The informal partnership had many mutual benefits. Exposure to web archiving expertise and guidance was a significant plus for the Archives team as we had limited experience. Among other things, Anna:
Anna’s insight into the web archiving landscape and community aided us in establishing a fledgling understanding of how an organization’s archives could approach folding in web captures into our archival responsibilities. From the strategic to the practical, Anna made herself available to us to discuss choosing and troubleshooting the right web capture tools, the state of research and tool development in the community, and how we can realistically create and acquire archival web captures based on Carnegie Hall’s needs. Much of the conversation centered around the gap between ideal and realistic practices in web archiving, and recommendations for moving forward with the work incrementally.
The experience enabled us to open an institution-wide discussion about saving websites and web-based resources. While we are far from a formalized program or policy, the initiation of this conversation helps us understand our staff’s needs for accessing online legacy content.
As of December 2019, we have two public and nine private Webrecorder captures. One public capture is of a decommissioned, legacy version of the Carnegie Hall Performance History Search (current PHS available here), which was captured prior to the site redesign in 2018. The second is of the education team’s Games and Listening Guides, which were also phased out with a website redesign. Both public captures have proved useful for internal reference as well as for planning and implementing new projects and sites.
Our private captures range from test captures to captures of temporary festival sites, and are also used for reference and to maintain information that is or may be repurposed. These captures are currently kept private for policy reasons, but we hope to release more to the public as we expand our work plan with the Carnegie Hall Web Archiving group.
As we met with the working group, we created an internal SharePoint site to track notes and resources and started drafting our Workplan and Purpose Statement. Anna made sure we focused on thinking strategically about what we were attempting to do – and why. She helped us edit and define our Workplan and Purpose Statement, which we were then able to share with the working group. Anna also helped us edit and clarify a Web Archiving Primer, which we created using notes and quotes from resources she provided. This primer summarizes the web archiving process in simple and accessible terms, allowing others outside of the web archiving working group to understand how web archiving works and how it may benefit them.
We decided to openly share our Workplan and Purpose Statement, Web Archiving Primer, access to public captures, and general web archiving notes and findings on the GitHub repo and site. We use this repo and site to organize our project progress and invite others to provide feedback. We also updated our Webrecorder collections page to include links out to our GitHub and the CHA to better contextualize our captures.

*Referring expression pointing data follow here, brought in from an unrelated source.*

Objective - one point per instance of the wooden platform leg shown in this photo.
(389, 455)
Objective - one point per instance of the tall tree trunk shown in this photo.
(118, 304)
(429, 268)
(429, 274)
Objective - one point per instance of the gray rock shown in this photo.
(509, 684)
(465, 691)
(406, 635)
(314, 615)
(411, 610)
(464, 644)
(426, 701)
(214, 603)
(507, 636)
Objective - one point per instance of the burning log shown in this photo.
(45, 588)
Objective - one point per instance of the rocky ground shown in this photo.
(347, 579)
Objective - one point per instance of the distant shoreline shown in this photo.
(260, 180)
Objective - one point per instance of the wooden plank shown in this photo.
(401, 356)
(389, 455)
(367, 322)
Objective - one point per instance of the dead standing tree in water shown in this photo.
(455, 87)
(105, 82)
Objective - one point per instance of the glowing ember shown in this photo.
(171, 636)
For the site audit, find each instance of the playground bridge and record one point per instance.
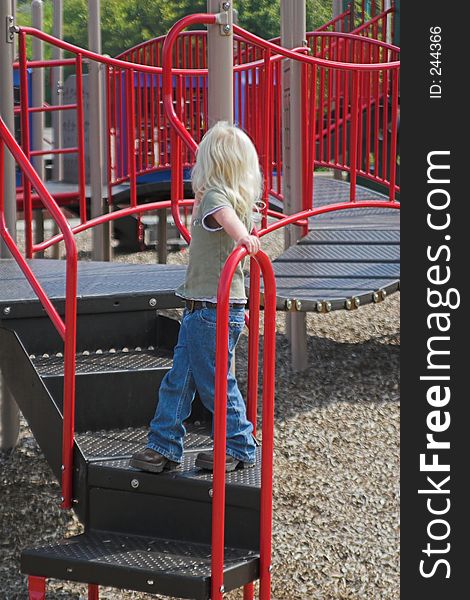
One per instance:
(86, 375)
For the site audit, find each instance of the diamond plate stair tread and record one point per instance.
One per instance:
(154, 565)
(94, 280)
(250, 477)
(121, 443)
(106, 361)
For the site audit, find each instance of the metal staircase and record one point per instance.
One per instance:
(143, 532)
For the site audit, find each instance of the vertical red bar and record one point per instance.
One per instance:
(121, 97)
(25, 139)
(305, 140)
(368, 103)
(279, 129)
(81, 138)
(266, 137)
(131, 136)
(394, 132)
(337, 83)
(321, 128)
(385, 107)
(312, 136)
(330, 126)
(353, 141)
(109, 139)
(36, 588)
(148, 133)
(266, 502)
(199, 88)
(253, 345)
(220, 441)
(346, 107)
(138, 78)
(154, 133)
(360, 117)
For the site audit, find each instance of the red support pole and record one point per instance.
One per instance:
(394, 132)
(36, 588)
(81, 138)
(268, 96)
(353, 141)
(25, 135)
(253, 345)
(131, 166)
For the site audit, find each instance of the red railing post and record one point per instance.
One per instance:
(220, 426)
(131, 136)
(67, 329)
(267, 163)
(25, 142)
(80, 138)
(253, 344)
(353, 141)
(394, 133)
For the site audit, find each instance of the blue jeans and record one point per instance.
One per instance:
(194, 369)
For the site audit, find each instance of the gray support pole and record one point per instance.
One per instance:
(101, 235)
(293, 32)
(220, 69)
(37, 82)
(220, 65)
(9, 413)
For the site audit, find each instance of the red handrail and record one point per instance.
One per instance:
(220, 420)
(68, 328)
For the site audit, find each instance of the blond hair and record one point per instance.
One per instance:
(227, 160)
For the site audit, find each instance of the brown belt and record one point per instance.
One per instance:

We spent some of our dedicated web archiving hours to testing Webrecorder functions and updates, across multiple browsers as well as across the tool’s browser options. We reported any tools that we found confusing (or easy!) to use and participated in Webrecorder tests and surveys. We want to acknowledge the work and engagement of the project developers, who followed up on our reports, suggestions, and testing. This broadened our understanding of Webrecorder and allowed us to provide useful feedback and flag user issues when necessary.